Personal information
- Born: August 9, 1911 Hillsboro, Mississippi, U.S.
- Died: October 10, 2001 (aged 90)

Sport
- Sport: Boxing

= Eddie Futch =

American boxer, boxing trainer

Eddie Futch (August 9, 1911 – October 10, 2001) was an American boxing trainer. Among the fighters he trained are Joe Frazier, Ken Norton, Larry Holmes, and Trevor Berbick, four of the five men to defeat Muhammad Ali. Futch also trained Riddick Bowe and Montell Griffin when they handed future Hall of Fame fighters Evander Holyfield and Roy Jones Jr. their first professional defeats. In Baltimore, Maryland, the Futch Gym boxing gymnasium is named after the trainer. He also trained Ireland's first ever WBC World Champion, Wayne McCullough. Eddie Futch was married to Eva Marlene Futch from March 21, 1996, until his death. Futch often called her "The love of his life."
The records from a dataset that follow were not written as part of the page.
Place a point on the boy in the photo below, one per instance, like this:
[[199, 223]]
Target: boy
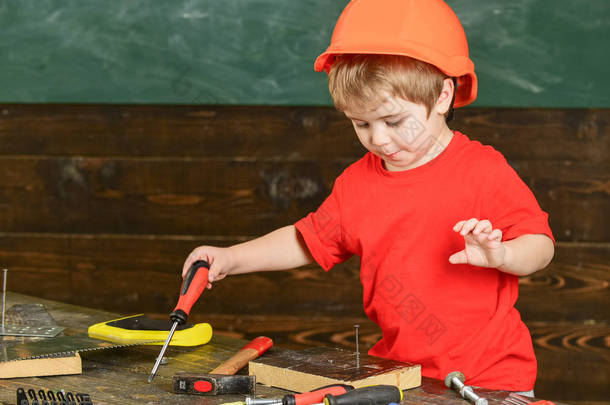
[[442, 224]]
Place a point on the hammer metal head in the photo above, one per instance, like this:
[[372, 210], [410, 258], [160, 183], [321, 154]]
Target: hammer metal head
[[456, 374], [213, 384]]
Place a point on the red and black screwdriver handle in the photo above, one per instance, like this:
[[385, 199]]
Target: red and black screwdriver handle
[[372, 395], [316, 395], [194, 283]]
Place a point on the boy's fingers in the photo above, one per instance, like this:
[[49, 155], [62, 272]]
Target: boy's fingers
[[481, 238], [482, 226], [496, 234], [469, 226], [458, 226], [459, 257]]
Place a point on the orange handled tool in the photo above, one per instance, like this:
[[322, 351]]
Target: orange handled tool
[[306, 398], [192, 286], [249, 352], [318, 395]]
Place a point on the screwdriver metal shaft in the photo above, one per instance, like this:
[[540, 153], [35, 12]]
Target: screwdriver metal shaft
[[163, 349]]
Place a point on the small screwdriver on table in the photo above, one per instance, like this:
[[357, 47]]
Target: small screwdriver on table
[[194, 283], [373, 395], [305, 398]]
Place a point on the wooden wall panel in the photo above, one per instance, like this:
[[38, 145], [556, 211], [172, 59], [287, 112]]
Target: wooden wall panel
[[181, 170]]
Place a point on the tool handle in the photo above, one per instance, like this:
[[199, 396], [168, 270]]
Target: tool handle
[[249, 352], [317, 395], [374, 395], [194, 283]]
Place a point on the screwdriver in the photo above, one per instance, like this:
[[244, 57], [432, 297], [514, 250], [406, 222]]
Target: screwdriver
[[192, 286], [373, 395], [306, 398]]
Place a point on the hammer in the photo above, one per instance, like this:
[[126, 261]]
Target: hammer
[[222, 380], [455, 380]]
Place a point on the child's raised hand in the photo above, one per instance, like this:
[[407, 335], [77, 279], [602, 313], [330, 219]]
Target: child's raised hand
[[217, 258], [484, 246]]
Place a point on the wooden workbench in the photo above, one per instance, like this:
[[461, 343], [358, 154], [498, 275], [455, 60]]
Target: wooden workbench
[[118, 376]]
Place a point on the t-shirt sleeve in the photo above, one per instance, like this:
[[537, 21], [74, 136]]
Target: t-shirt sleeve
[[511, 205], [322, 231]]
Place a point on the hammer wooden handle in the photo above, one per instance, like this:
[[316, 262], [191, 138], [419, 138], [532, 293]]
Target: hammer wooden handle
[[249, 352]]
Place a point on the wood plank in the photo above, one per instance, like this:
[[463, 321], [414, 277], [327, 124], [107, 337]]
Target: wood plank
[[575, 287], [168, 196], [105, 271], [271, 131], [64, 365], [307, 370], [572, 356], [237, 197]]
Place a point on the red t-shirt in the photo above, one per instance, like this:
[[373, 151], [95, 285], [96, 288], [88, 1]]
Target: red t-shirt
[[444, 316]]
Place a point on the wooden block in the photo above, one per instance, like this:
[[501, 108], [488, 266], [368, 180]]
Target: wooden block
[[41, 367], [306, 370]]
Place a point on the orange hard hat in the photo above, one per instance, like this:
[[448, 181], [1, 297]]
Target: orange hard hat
[[427, 30]]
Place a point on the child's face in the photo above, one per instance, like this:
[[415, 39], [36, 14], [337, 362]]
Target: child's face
[[400, 132]]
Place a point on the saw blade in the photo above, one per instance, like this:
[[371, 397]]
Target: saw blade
[[62, 346]]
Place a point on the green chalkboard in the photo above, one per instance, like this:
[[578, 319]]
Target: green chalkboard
[[527, 52]]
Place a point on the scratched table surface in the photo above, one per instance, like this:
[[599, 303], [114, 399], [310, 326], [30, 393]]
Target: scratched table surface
[[119, 376]]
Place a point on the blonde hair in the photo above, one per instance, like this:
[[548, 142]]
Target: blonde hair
[[358, 81]]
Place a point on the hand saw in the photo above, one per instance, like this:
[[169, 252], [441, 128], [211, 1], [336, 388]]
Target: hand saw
[[62, 346]]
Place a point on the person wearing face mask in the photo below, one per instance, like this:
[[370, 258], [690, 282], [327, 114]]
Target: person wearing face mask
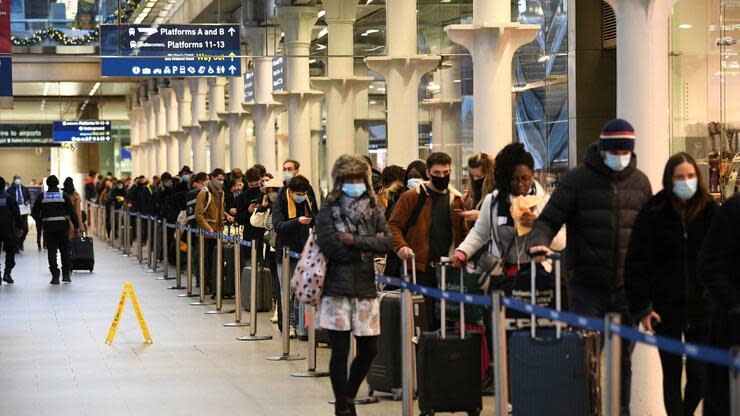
[[660, 275], [350, 231], [598, 201], [209, 214], [23, 198], [292, 217], [432, 202]]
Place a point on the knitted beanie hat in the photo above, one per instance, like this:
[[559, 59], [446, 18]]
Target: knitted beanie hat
[[617, 134]]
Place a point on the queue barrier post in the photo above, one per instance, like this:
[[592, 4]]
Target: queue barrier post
[[613, 355], [735, 381], [237, 287], [253, 301], [189, 266], [201, 271], [219, 279], [139, 248], [500, 355], [178, 260], [284, 308]]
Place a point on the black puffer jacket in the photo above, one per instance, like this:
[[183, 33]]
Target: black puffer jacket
[[351, 271], [660, 271], [599, 207]]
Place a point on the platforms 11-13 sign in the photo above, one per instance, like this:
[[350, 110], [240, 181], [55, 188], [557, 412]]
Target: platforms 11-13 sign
[[206, 50], [82, 131]]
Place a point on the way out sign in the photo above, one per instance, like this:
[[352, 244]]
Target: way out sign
[[128, 291]]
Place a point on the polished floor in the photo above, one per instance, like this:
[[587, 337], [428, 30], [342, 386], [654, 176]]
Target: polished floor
[[54, 360]]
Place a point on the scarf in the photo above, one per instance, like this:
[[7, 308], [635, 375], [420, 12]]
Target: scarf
[[351, 215]]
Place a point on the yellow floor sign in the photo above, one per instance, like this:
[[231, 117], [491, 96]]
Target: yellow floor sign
[[128, 291]]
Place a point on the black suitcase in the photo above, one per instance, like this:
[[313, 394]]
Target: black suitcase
[[264, 288], [227, 270], [554, 372], [82, 253], [448, 367]]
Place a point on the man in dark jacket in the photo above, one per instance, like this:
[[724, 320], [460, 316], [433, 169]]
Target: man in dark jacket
[[718, 272], [55, 210], [10, 217], [599, 201], [23, 198]]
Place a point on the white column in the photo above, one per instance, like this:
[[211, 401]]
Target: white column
[[402, 67], [264, 108], [297, 23], [213, 126], [198, 90], [492, 39], [341, 86], [184, 117], [643, 96], [236, 119]]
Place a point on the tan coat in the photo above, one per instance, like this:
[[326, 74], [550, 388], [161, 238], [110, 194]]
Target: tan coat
[[210, 218]]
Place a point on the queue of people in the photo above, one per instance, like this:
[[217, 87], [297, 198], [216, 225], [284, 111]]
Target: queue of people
[[662, 261]]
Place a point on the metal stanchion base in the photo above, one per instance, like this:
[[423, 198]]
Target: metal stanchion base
[[254, 338], [204, 303], [310, 374], [221, 312], [286, 357], [236, 324]]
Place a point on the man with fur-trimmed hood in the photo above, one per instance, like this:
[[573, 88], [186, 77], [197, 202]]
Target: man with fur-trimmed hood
[[351, 231]]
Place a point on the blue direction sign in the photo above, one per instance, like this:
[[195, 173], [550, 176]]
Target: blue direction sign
[[172, 50], [84, 131]]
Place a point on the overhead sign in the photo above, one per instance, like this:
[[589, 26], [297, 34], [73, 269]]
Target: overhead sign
[[26, 135], [208, 50], [82, 131]]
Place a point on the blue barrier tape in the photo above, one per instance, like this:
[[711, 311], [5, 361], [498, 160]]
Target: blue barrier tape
[[699, 352]]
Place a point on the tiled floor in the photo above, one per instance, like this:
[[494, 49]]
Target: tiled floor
[[54, 361]]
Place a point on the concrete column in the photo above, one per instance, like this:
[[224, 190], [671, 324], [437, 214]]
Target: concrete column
[[236, 119], [492, 39], [184, 117], [445, 108], [643, 96], [402, 67], [198, 90], [264, 108], [341, 86], [297, 23]]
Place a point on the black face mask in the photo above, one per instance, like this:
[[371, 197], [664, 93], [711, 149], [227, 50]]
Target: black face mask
[[441, 183]]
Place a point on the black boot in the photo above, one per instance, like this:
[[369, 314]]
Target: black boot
[[54, 277]]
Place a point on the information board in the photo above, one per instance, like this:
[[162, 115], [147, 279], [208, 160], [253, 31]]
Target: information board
[[82, 131], [172, 50]]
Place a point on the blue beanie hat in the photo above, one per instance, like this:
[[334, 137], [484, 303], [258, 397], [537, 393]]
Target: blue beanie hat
[[617, 134]]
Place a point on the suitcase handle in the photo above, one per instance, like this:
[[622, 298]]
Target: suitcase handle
[[555, 257]]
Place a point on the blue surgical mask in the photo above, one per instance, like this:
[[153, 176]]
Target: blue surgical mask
[[615, 162], [685, 189], [413, 183], [354, 190]]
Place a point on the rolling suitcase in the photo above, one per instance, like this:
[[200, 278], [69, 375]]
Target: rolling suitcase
[[264, 288], [82, 253], [385, 371], [448, 366], [554, 372]]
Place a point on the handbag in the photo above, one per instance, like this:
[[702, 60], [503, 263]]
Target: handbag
[[309, 274]]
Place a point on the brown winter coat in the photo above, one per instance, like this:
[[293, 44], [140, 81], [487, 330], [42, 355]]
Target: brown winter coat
[[417, 236]]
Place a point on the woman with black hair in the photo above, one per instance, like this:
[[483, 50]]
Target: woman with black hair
[[663, 288]]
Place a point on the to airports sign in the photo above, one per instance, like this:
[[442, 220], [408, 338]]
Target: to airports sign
[[82, 131], [208, 50]]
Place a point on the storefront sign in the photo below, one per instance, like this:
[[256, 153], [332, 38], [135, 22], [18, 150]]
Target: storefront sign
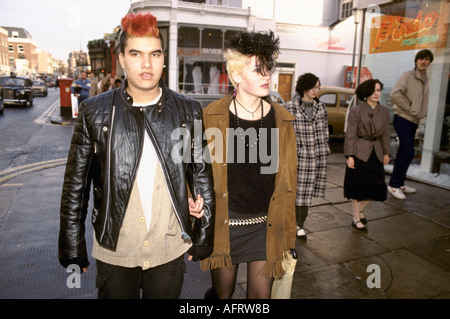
[[397, 33], [203, 52]]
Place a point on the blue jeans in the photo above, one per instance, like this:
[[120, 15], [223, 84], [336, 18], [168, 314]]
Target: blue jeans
[[161, 282], [406, 132]]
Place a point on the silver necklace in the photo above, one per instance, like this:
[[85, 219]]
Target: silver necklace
[[252, 113], [240, 129]]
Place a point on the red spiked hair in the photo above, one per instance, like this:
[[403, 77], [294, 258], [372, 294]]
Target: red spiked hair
[[140, 25]]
==Youth and amateur career==
Futch was born in Hillsboro, Mississippi, but moved with his family to Detroit, Michigan when he was five years old. They lived in the Black Bottom section of the town. Always a talented athlete, he started off running track in grammar school and when a teenager, played semi-professional basketball with the Moreland YMCA Flashes. He planned to attend the YMCA College School at the University of Chicago, but when the Great Depression happened, he was forced to continue his job at the Wolverine Hotel to support his family. Here is where he met promoter and trainer Don Arnott.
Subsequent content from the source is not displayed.